In den ersten Wochen finden an allen Fachbereichen Orientierungs- und Einführungsveranstaltungen statt. Für die OSI/ISIs soll sogar das ganze Sommersemester zu einem Experimentiersemester werden. Während der gesamten Ferien hatte sich bei den FU-Politologen eine viertelparitätisch besetzte Vorschaltkommission mit den Forderungen der StudentInnen auseinandergesetzt. Unter anderem wurde die Anerkennung der autonomen Seminare beschlossen. Bis zu zwei Scheine können nun in diesen selbstorganisierten Lehrveranstaltungen erworben werden. Außerdem sollen zehn Projekttutorien eingerichtet werden. Die entsprechenden Stellen wurden bereits ausgeschrieben.

Materielle Erfolge auch an der Technischen Universität. Die TU legt für 800.000 DM ein Programm zur „Innovation in der Lehre“ auf. An allen Fachbereichen sollen für ein halbes Jahr wissenschaftliche MitarbeiterInnen eingestellt werden, um Lehrinhalte und Studienbedingungen unter die Lupe zu nehmen. Besonders erfolgreich bei der Stellenvergabe aus dem Überlastprogramm waren die UmwelttechnikerInnen. Hier werden drei Wissenschaftliche MitarbeiterInnen und zwölf TutorInnen in Zusammenarbeit mit den StudentInnen Alternativen zur bisherigen Lehre erarbeiten. Der Schwerpunkt wird dabei auf den Gebieten Interdisziplinarität, Feminismus und ganzheitlicher Umweltschutz liegen. Die ArchitektInnen planen ein „Autonomes Institut“ an ihrem Fachbereich. Sie fordern Raum- und Sachmittel von der TU. Ein anderes interdisziplinär angelegtes Projekt soll in den besetzten Häusern Marchstraße/Einsteinufer realisiert werden.

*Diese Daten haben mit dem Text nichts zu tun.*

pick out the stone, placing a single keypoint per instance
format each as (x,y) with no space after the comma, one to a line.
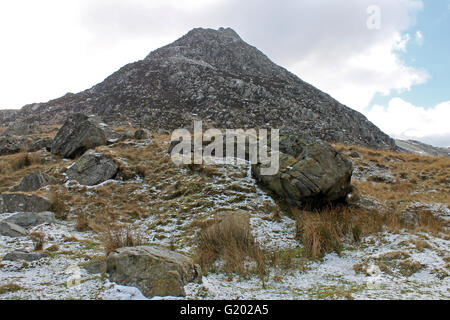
(93,168)
(142,134)
(31,219)
(22,202)
(35,181)
(11,230)
(24,256)
(311,172)
(96,267)
(154,270)
(77,135)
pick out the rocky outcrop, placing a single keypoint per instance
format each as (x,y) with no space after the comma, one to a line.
(423,149)
(78,134)
(24,256)
(92,168)
(8,229)
(155,270)
(311,172)
(214,76)
(31,219)
(22,202)
(34,182)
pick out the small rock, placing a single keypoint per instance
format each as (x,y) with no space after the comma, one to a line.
(21,202)
(31,219)
(142,134)
(24,256)
(96,267)
(35,181)
(154,270)
(11,230)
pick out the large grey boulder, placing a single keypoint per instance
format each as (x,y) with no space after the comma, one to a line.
(93,168)
(24,256)
(78,134)
(22,202)
(155,270)
(35,181)
(31,219)
(11,230)
(311,172)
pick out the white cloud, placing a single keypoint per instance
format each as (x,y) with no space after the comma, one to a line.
(419,38)
(52,47)
(403,120)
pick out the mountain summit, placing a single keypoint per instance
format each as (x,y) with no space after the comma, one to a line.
(214,76)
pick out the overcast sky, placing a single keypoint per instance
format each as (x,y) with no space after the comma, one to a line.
(396,72)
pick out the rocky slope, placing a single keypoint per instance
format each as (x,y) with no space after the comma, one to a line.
(422,148)
(215,76)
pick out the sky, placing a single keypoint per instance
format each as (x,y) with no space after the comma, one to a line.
(387,59)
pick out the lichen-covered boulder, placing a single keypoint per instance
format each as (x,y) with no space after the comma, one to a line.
(35,181)
(311,172)
(78,134)
(154,270)
(31,219)
(93,168)
(22,202)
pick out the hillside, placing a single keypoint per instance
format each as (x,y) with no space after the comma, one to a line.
(215,76)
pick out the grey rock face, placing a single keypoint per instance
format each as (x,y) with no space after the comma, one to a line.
(24,256)
(155,270)
(19,202)
(77,135)
(311,172)
(11,230)
(31,219)
(92,168)
(215,76)
(422,148)
(35,181)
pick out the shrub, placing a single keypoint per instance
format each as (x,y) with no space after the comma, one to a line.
(229,238)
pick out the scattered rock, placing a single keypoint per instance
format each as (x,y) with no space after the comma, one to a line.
(24,256)
(93,168)
(96,267)
(142,134)
(11,230)
(22,202)
(311,172)
(31,219)
(155,270)
(77,135)
(35,181)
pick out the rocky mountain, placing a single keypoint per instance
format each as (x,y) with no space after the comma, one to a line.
(422,148)
(215,76)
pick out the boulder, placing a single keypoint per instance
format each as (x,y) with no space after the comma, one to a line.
(14,144)
(154,270)
(24,256)
(96,267)
(35,181)
(93,168)
(77,135)
(31,219)
(11,230)
(311,172)
(22,129)
(142,134)
(22,202)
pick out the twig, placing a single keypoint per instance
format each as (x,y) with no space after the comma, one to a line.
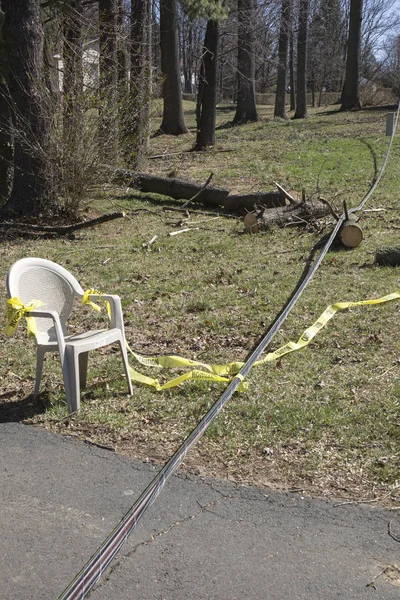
(328,204)
(346,212)
(201,212)
(199,192)
(390,532)
(357,502)
(63,229)
(286,194)
(148,244)
(171,233)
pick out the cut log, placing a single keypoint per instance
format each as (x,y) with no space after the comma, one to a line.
(389,256)
(282,216)
(242,203)
(351,234)
(180,189)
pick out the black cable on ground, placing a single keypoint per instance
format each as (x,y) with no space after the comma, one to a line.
(91,573)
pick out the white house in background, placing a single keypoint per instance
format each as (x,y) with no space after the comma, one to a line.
(90,68)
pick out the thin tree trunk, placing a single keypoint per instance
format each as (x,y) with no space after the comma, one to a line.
(291,73)
(301,110)
(33,191)
(283,46)
(350,93)
(108,79)
(136,125)
(6,137)
(173,122)
(246,102)
(207,94)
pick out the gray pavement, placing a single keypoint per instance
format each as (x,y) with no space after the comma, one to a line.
(201,539)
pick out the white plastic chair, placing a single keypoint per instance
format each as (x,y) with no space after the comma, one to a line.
(40,279)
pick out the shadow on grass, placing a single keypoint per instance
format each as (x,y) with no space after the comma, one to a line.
(16,411)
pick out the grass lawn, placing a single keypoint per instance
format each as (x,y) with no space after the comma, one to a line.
(325,419)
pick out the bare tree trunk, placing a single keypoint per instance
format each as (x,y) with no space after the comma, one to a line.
(72,82)
(207,94)
(301,110)
(291,73)
(351,93)
(108,79)
(136,115)
(6,137)
(173,122)
(246,102)
(33,191)
(283,46)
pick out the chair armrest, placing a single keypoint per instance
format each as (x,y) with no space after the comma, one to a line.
(116,317)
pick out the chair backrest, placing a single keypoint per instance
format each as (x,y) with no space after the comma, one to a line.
(40,279)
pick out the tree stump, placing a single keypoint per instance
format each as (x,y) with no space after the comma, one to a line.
(351,234)
(388,256)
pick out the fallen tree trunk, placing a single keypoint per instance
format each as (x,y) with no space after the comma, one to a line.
(282,216)
(242,203)
(388,256)
(180,189)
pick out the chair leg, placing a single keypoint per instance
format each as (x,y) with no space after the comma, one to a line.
(126,365)
(39,368)
(83,360)
(71,379)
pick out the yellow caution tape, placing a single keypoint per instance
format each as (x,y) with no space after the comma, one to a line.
(219,372)
(93,292)
(15,311)
(190,376)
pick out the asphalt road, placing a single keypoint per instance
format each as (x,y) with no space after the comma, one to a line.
(201,539)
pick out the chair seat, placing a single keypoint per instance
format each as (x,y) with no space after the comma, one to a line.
(95,338)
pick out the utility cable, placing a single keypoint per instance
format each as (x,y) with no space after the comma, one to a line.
(91,573)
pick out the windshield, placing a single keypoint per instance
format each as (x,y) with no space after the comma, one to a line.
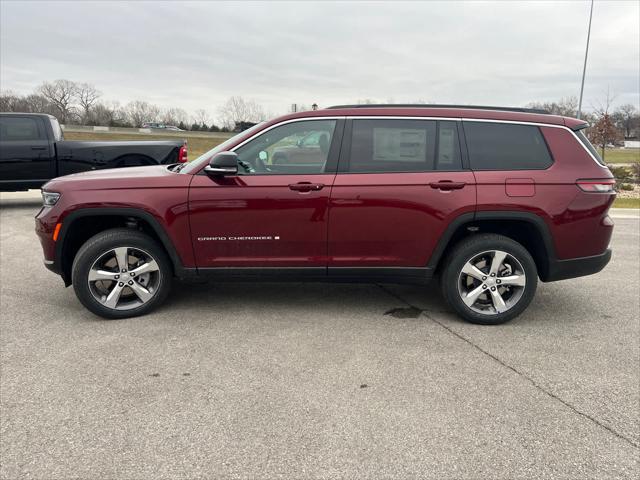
(196,164)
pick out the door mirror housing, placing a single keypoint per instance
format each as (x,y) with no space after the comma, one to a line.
(222,164)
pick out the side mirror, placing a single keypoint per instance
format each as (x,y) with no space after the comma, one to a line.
(223,163)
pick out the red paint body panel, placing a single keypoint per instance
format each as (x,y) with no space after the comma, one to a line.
(393,219)
(155,190)
(365,220)
(575,218)
(294,223)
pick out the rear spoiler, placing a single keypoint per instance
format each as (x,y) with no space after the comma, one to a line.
(580,126)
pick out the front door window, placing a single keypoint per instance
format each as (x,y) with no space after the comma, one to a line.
(295,148)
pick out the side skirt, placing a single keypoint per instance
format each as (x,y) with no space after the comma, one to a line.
(406,275)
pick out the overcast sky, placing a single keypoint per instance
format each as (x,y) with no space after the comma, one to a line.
(196,54)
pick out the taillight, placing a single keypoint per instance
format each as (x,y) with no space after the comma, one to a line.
(182,154)
(597,186)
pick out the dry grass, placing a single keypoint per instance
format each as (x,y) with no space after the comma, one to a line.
(626,203)
(197,145)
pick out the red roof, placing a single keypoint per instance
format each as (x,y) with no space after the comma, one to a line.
(439,112)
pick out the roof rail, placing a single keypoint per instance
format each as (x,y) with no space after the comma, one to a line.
(424,105)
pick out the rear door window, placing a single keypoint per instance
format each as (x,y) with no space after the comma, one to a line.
(506,146)
(396,145)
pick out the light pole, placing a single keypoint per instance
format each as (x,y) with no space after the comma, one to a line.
(584,68)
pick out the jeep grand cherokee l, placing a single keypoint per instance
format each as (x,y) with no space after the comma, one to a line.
(487,200)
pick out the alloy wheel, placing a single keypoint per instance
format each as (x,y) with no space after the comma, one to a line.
(124,278)
(491,282)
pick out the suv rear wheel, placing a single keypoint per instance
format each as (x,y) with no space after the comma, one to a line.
(121,273)
(489,279)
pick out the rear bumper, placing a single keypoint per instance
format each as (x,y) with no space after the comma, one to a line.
(577,267)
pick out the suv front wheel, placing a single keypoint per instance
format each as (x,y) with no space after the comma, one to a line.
(489,279)
(121,273)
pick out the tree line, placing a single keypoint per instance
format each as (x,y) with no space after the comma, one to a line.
(82,104)
(609,126)
(74,103)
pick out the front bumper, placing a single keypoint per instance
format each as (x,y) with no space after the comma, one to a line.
(577,267)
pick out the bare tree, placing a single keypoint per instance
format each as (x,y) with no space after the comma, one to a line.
(604,106)
(627,118)
(9,101)
(173,116)
(139,112)
(201,117)
(236,110)
(87,97)
(39,104)
(566,106)
(603,132)
(62,94)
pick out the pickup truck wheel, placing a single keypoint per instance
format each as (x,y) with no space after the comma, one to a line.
(489,279)
(121,273)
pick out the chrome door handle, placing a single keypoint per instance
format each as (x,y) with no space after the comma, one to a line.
(306,187)
(447,185)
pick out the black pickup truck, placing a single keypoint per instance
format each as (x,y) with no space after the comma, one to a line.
(33,151)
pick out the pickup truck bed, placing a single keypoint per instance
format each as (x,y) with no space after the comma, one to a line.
(33,151)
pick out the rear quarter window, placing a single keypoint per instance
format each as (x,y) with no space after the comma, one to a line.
(504,146)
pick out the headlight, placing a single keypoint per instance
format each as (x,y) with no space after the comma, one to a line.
(49,198)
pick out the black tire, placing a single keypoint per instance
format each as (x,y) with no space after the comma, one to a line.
(99,245)
(471,247)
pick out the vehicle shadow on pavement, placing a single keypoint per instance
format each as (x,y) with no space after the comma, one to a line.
(341,299)
(10,204)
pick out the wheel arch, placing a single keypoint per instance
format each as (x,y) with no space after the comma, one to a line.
(526,228)
(80,225)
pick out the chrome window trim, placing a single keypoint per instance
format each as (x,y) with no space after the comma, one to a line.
(402,117)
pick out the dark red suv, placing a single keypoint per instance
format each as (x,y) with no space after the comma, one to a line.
(486,199)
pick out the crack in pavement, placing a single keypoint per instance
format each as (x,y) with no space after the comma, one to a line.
(513,369)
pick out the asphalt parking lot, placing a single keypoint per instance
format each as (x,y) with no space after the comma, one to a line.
(317,380)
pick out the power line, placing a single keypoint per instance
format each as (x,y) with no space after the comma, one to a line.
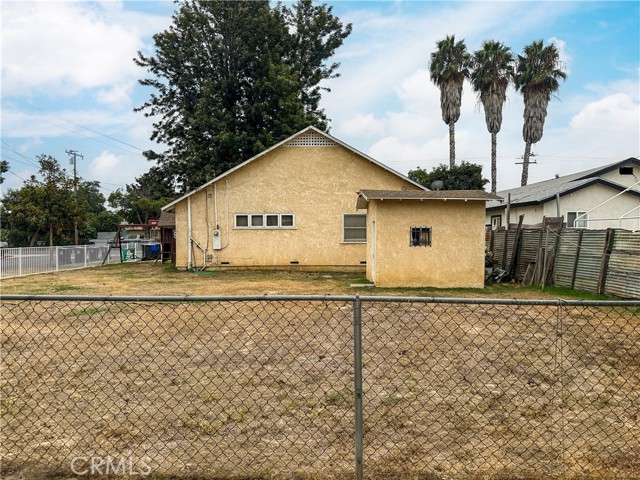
(42,117)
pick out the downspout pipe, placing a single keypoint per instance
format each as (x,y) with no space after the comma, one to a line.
(189,264)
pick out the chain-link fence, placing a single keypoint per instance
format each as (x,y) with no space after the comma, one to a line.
(319,387)
(18,262)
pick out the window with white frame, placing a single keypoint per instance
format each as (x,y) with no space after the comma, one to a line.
(264,220)
(577,219)
(354,228)
(420,237)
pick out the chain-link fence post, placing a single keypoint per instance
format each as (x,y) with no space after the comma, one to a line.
(357,376)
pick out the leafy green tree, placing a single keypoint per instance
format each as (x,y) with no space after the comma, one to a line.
(491,75)
(232,78)
(47,205)
(4,168)
(466,176)
(537,77)
(449,66)
(98,219)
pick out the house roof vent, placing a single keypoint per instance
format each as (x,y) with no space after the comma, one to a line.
(310,139)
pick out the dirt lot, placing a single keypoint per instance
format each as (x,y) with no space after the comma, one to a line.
(264,389)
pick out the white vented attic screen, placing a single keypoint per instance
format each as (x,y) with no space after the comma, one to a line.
(310,139)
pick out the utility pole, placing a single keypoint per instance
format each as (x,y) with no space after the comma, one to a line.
(73,154)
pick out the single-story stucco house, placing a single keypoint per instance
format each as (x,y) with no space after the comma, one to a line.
(602,197)
(295,205)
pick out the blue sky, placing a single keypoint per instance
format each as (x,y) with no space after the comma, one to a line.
(69,83)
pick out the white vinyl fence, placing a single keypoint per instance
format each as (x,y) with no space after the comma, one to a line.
(17,262)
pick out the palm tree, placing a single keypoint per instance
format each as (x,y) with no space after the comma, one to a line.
(449,66)
(492,72)
(537,76)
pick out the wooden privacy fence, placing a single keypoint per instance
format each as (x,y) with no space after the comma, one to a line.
(597,261)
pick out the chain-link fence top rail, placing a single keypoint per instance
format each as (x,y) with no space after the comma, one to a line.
(230,386)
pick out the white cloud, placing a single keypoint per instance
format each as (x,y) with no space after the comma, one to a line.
(362,125)
(63,48)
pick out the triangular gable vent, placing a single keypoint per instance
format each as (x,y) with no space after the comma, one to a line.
(310,139)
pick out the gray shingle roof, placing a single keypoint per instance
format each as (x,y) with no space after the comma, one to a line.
(541,192)
(427,195)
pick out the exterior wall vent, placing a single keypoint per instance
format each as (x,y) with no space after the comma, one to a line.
(310,139)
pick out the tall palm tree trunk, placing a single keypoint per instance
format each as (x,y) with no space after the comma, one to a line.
(494,169)
(452,144)
(525,165)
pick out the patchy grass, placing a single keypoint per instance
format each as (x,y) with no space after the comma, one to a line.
(255,387)
(150,278)
(86,311)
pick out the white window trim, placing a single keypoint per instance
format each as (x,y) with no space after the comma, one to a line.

Gründungsfieber auch an den anderen Hochschulen: an der FU wird über die Einrichtung eines interdisziplinären „Berthold -Brecht-Instituts“ nachgedacht, die JuristInnen haben ein autonomes Jura-Institut beschlossen. An der Hochschule der Künste (HdK) gibt es sein siebenseitiges Konzeptpapier für ein geheimnisvolles „Stusiduf-Projekt“, das eine interdisziplinäre Zentraleinrichtung werden soll. Außerdem haben sich drei sogenante „Freie Klassen“ gegründet. Unabhängig von ProfessorInnen wollen die StudentInnen Ateliergemeinschaften gründen und fordern dafür Räume und Mittel.